Yazouri has a keen eye for textures, patterns, the sharp graphics on a flag against the ornate pattern of the rug, the jagged staircase bisecting the frame, the rhythm of shapes that create a carefully balanced composition. Even in his photos of rubble, there is a movement and dynamism to the composition that keep the eye moving throughout the frame; it is not easy to settle in, and so it is not as easy to turn the page. A man weeping over the body of his child is not tightly cropped to make the act of mourning the subject. Rather, he has his back against a bare wall and is cornered into a room with the wrapped body of the child at his feet; the photographer has left ample, empty space in the frame to communicate the emptiness and sorrow of the parent who has lost an entire world.
In many images, careful, sustained looking rewards the viewer with surprises that challenge first-glance assumptions. Two men, their faces mostly covered by black cloth, rummage through a small, disheveled room. The man in the foreground has a violent expression, or so it reads through the mask, which one assumes is meant to protect the man’s identity. When studying the image, one slowly realizes that the men are surrounded by rotting bodies that have been haphazardly wrapped and stored in a farmer’s vegetable and flower cooler. From the context, one can deduce that the hospitals are overcrowded, and the men cover their noses and mouths to mask the stench. In another example, a group of strong young men stand together, their backs to the camera, in a line looking at a building, half of which has crumbled. But a more careful look reveals a few air conditioners that are dangling, dangerously from the ruins. And upon further examination of the image, one notices a body hanging from the debris, as well; and yet, this is not where Yazouri focused his lens.

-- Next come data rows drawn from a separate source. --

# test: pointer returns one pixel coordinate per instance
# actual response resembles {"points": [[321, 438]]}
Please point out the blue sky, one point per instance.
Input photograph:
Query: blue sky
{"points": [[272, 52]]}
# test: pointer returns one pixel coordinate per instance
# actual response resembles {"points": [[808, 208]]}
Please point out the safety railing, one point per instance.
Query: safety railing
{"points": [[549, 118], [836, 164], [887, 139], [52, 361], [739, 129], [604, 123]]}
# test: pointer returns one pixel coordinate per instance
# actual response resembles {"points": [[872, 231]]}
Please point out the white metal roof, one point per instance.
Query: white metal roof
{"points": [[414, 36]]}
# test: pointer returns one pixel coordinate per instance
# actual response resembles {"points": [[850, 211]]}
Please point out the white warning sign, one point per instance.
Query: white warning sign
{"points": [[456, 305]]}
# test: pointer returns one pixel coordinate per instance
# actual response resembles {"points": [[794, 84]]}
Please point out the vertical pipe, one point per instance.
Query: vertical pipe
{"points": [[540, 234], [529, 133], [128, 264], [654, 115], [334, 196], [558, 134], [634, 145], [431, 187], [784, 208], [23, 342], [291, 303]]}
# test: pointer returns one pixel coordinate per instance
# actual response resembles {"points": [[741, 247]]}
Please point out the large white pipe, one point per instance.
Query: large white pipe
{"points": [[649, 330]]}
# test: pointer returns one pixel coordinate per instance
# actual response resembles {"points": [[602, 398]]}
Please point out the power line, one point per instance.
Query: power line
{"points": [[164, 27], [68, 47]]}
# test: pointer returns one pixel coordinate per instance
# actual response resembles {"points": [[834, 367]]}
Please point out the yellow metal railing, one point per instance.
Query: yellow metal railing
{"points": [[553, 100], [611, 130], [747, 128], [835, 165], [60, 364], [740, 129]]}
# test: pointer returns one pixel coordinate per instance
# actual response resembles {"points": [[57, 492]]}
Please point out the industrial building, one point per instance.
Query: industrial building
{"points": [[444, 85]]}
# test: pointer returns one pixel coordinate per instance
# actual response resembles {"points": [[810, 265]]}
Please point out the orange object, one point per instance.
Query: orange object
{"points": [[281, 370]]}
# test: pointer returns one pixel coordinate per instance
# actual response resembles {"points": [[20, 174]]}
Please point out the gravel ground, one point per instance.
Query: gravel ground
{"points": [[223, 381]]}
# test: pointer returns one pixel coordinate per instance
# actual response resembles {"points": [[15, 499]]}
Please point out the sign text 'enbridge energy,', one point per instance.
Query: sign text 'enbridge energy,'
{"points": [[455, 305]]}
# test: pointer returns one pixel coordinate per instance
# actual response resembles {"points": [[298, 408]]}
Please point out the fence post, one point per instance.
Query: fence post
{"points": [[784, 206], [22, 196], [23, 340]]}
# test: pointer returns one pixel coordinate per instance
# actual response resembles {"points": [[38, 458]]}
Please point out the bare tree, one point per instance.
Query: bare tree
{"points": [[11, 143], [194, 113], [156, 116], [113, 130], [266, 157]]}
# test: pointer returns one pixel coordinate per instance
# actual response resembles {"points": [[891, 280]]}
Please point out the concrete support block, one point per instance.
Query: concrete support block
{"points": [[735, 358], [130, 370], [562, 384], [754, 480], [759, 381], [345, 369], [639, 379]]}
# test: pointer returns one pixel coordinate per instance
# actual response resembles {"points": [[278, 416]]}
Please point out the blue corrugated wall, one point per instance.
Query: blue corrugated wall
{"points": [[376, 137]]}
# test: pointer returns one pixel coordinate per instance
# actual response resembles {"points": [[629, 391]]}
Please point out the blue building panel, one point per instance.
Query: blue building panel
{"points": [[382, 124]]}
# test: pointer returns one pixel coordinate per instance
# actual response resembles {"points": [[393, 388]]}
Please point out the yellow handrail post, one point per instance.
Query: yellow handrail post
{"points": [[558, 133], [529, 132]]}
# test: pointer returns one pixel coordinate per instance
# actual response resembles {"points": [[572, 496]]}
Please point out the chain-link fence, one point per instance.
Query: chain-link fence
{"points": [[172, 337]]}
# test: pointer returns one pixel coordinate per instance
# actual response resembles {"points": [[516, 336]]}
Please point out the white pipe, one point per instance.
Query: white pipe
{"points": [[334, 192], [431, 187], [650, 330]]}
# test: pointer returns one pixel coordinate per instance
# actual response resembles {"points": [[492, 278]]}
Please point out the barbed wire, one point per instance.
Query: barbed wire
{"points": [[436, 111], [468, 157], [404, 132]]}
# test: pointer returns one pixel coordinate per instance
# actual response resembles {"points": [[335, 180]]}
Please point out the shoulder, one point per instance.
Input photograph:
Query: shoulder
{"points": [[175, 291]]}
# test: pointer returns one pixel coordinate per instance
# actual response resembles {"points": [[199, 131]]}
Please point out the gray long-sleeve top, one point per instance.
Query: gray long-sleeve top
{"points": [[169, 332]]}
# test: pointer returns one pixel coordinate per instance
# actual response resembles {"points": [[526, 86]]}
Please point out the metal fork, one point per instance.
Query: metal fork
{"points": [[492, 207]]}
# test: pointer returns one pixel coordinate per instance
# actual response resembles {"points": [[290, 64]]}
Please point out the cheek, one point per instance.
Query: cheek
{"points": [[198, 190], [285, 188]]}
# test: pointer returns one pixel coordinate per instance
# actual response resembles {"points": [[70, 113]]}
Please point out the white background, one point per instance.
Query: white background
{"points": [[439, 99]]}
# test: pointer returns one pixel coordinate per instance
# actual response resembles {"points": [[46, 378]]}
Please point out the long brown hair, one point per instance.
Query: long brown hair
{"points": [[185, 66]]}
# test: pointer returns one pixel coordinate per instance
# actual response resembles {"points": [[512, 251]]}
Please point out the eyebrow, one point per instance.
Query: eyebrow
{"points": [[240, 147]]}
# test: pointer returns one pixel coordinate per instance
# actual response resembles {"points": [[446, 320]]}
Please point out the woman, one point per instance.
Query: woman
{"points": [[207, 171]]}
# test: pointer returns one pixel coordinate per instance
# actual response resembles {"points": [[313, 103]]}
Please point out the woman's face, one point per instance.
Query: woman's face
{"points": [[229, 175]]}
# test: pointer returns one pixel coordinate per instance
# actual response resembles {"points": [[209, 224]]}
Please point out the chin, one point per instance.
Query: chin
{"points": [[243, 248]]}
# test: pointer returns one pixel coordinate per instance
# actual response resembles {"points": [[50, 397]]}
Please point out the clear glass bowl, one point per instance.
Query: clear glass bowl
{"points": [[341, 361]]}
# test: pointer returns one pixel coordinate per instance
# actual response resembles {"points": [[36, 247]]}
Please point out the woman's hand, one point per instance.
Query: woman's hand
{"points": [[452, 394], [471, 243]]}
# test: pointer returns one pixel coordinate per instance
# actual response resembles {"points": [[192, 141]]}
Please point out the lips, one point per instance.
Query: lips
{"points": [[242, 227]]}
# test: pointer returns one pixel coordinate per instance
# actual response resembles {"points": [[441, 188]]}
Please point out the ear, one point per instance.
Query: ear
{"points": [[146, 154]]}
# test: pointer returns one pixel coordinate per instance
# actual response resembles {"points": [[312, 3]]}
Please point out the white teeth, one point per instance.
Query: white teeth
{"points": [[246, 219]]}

“He captures the delicate moments of life in the midst of destruction, he is creating a landscape, he is placing you in the world of those who are suffering, perhaps the most, by the impossibility of this war and the lack of dialogue that exists,” Meiselas, who has become one of his mentors, observed. “That is a key quality. Very often when you see young photographers looking at something, the victim is filling the frame, but Basel is creating complex scenes.”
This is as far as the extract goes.